Não existe acordo nem sobre a forma como a reforma será encaminhada no Congresso. Na terça-feira, o presidente do Senado José Sarney (PMDB-AC) nomeou uma comissão especial para tratar do assunto. Mas a Câmara não quer ficar fora do debate e alguns deputados sugerem a criação de uma comissão mista.

Segundo parlamentares com experiência no assunto, a reforma só vai sair do papel se o governo se empenhar e cobrar união da base aliada. “Se não existir uma ação do Executivo para orientar sua base no Congresso e assumir seu papel não vai ter reforma política”, disse o deputado Ronaldo Caiado (DEM-GO), relator da comissão especial que elaborou um projeto de reforma rejeitado duas vezes pelo Congresso.

Caiado lembrou que nas duas ocasiões foram partidos da base do governo (PP, PR, PTB e setores do PMDB) os maiores responsáveis pela derrota. “Existe um discurso para dentro e outro para fora”, disse Caiado.

 

Duarte Nogueira
(PSDB)
Rubens Bueno (PPS) ACM Neto (DEM) Paulo Teixeira PT) Henrique Eduardo Alves (PMDB) Linconl Portela (PR) Osmar Júnior 
(PC do B)
Financiamento público exclusivo não não sim sim indefinido não sim
Eleição parlamentar majoritária lista e distrital lista e proporcional sim não não sim
Fidelidade pardiária sim sim sim sim sim sim sim
Proibição de coligações nas proporcionais sim sim sim sim sim não indefinido
Cláusula de barreira sim não sim não sim indefinido não
Proibição de parentes na suplência no Senado sim sim indefinido sim sim sim indefinido
Fim da obrigatoriedade do voto não não não não indefinido sim indefinido
Ampliação do mandato não não sim indefinido indefinido não indefinido
Fim da reeleição não não sim indefinido indefinido indefinido indefinido


Vácuo estratégico

Mas tudo indica que Dilma, embora tenha se comprometido publicamente com a reforma, não está disposta a meter a mão neste vespeiro.
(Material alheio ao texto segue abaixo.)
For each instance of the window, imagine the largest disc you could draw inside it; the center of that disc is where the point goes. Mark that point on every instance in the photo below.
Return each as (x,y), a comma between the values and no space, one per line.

O líder do governo na Câmara, Candido Vacarezza (PT-SP), disse na sexta-feira que o governo ainda não tinha uma estratégia. A própria Dilma tem afirmado a interlocutores que a reforma é assunto do Congresso e não do Executivo.

O ex-presidente Luiz Inácio Lula da Silva, que em agosto passado prometeu se empenhar na reforma política depois que deixasse o governo, também recuou. Em entrevista ao jornal O Estado de S. Paulo, o presidente nacional do PT, José Eduardo Dutra, sugeriu que as mudanças só entrem em vigor no longínquo ano de 2018.

Não é de hoje que a reforma tem sido apresentada à população como a cura para os males da política nacional. De Sarney a Lula, todos os presidentes prometeram ou cobraram mudanças profundas no sistema político. Todas tentativas naufragaram.

Estudo realizado pela Câmara Federal mostra que entre 1991 e 2009 foram apresentadas nada menos do que 283 propostas de mudança na legislação eleitoral, entre projetos de lei e alterações constitucionais. A maior parte nunca chegou a ser apreciada e repousa em gavetas e escaninhos do Congresso.

O resultado é um sistema político sem regras definidas, com partidos frágeis, sem representatividade, no qual o poder financeiro vale mais do que os atributos pessoais ou posições ideológicas dos candidatos, o que segundo os próprios políticos acentua a corrupção e a mediocridade.

“O sistema eleitoral brasileiro tem que ter maior racionalidade, fortalecer os partidos, favorecer a governabilidade e reduzir a judicialização”, disse o líder do PT na Câmara, Paulo Teixeira.